Another alternative for batch computing is using Google Cloud Lifesciences.
An example application using Cloud Life Sciences is dsub.
Or see the Cloud Life Sciences Quickstart documentation.
I found myself looking for a solution to this problem and built something similar to what mesmacosta has described in a different answer, in the form of a reusable tool called gcp-runbatch.
If you can package your workload into a Docker image then you can run it using gcp-runbatch.
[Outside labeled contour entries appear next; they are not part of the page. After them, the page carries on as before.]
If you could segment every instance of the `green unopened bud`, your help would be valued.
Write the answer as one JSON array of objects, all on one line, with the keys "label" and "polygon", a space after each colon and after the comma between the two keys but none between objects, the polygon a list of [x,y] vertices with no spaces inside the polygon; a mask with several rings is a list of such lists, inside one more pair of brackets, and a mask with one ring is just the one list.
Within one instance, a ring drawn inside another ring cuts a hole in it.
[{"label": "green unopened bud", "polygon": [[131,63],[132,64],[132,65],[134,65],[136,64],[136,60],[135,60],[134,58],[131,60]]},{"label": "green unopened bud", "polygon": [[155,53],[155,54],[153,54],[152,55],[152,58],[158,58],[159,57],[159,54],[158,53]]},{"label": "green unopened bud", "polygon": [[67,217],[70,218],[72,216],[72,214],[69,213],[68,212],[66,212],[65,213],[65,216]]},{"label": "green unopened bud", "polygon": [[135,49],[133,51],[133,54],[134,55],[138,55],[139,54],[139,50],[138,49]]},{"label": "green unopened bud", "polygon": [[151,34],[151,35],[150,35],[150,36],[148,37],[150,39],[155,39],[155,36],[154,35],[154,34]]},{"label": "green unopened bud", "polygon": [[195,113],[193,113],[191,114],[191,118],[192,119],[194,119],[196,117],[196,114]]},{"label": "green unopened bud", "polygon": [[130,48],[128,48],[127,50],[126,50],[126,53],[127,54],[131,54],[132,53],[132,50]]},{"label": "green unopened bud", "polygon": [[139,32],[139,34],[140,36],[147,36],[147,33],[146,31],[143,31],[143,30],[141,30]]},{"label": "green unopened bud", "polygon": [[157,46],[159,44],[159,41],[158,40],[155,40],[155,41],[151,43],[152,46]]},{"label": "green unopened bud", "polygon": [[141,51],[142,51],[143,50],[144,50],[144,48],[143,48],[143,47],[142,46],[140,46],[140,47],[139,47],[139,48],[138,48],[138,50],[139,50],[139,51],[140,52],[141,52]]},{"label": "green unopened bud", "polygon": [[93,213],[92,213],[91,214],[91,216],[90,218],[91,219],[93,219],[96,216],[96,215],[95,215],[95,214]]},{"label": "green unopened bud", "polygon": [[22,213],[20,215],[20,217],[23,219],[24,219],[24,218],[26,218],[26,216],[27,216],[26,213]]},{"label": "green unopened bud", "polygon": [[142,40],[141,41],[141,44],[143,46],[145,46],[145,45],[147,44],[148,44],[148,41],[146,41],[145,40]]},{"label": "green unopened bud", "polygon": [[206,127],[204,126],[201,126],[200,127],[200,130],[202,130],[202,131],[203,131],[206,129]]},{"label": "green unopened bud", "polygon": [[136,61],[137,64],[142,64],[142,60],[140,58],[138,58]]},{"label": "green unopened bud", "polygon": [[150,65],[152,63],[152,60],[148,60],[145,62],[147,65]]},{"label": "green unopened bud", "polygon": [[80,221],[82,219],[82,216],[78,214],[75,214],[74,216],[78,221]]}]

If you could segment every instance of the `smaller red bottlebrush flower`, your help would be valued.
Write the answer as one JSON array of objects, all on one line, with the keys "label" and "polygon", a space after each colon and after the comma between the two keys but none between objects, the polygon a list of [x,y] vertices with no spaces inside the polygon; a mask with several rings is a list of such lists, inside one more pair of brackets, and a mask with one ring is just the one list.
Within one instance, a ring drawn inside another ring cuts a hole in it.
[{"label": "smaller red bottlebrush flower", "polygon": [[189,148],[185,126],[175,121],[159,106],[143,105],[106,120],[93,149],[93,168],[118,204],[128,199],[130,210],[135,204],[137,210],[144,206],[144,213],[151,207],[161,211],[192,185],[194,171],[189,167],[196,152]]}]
When triggered, it will do the following:
Create a new VM
On VM startup, docker run the specified image
When the docker run exits, the VM will be deleted
Some features that are supported:
Invoke batch workload from the command line, or deploy as a Cloud Function and invoke that way (e.g. to trigger batch workloads via Cloud Scheduler)
stdout and stderr will be piped to Cloud Logging
Environment variables can be specified by the invoker, or pulled from Secret Manager
Here's an example command line invocation:
$ gcp-runbatch \
--project-id=long-octane-350517 \
--zone=us-central1-a \
--service-account=1234567890-compute#developer.gserviceaccount.com \
hello-world
Successfully started instance runbatch-38408320. To tail batch logs run:
CLOUDSDK_PYTHON_SITEPACKAGES=1 gcloud beta --project=long-octane-350517
logging tail 'logName="projects/long-octane-350517/logs/runbatch" AND
resource.labels.instance_id="runbatch-38408320"' --format='get(text_payload)'
GCP launched their new "Batch" service in July '22. It basically Compute Engine packaged with some utilities to easily productionize a batch job -- including defining required resources, executables (script or container-based), and define a run schedule.
Haven't used it yet, but seems like a great fit for batch jobs that take over 1 hr.